If you plan to birth your baby in a hospital, then choosing a Baby Friendly accredited hospital means that you have a better chance of establishing breastfeeding successfully and going on to exclusively breastfeed your baby for a longer period of time.
Do you know what the Baby Friendly Hospital Initiative is?
The Baby Friendly Hospital Initiative (BFHI) was developed in response to several international declarations in 1990, which called for the promotion, protection and support of breastfeeding worldwide.
UNICEF and the World Health Organization (WHO) recognised that hospitals and maternity facilities are extremely influential in the process by initiating such practices as rooming-in (having your baby with you in your room), eliminating non-medically-indicated artificial feeding and providing a new mother with much-needed support by informed health care workers.

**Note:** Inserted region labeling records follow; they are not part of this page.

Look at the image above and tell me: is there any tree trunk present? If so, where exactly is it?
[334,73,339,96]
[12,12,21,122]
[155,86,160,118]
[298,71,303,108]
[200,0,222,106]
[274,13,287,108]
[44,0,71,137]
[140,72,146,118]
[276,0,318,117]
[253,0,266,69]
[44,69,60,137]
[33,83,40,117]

Accredited Baby Friendly hospitals must comply with the ‘Ten Steps to Successful Breastfeeding’ established by WHO and UNICEF.
- Step 1: Have a written breastfeeding policy that is routinely communicated to all health care staff.
- Step 2: Train all health care staff in skills necessary to implement this policy.
- Step 3: Inform all pregnant women about the benefits and management of breastfeeding.
- Step 4: Help mothers initiate breastfeeding within a half-hour of birth.
- Step 5: Show mothers how to breastfeed, and how to maintain lactation, even if they should be separated from their infants.
- Step 6: Give newborn infants of breastfeeding mothers no food or drink other than breastmilk, unless medically indicated.
- Step 7: Practice rooming-in – allow mothers and infants to remain together – 24 hours a day.
- Step 8: Encourage breastfeeding on demand.
- Step 9: Give no artificial teats or dummies to breastfeeding infants.
- Step 10: Foster the establishment of breastfeeding support groups and refer mothers to them on discharge from the hospital.
Through compliance with the Ten Steps, hospitals give women the best chance of successfully establishing breastfeeding. Worldwide, the duration of exclusive breastfeeding has been found to increase in babies following the implementation of the Ten Steps in hospitals.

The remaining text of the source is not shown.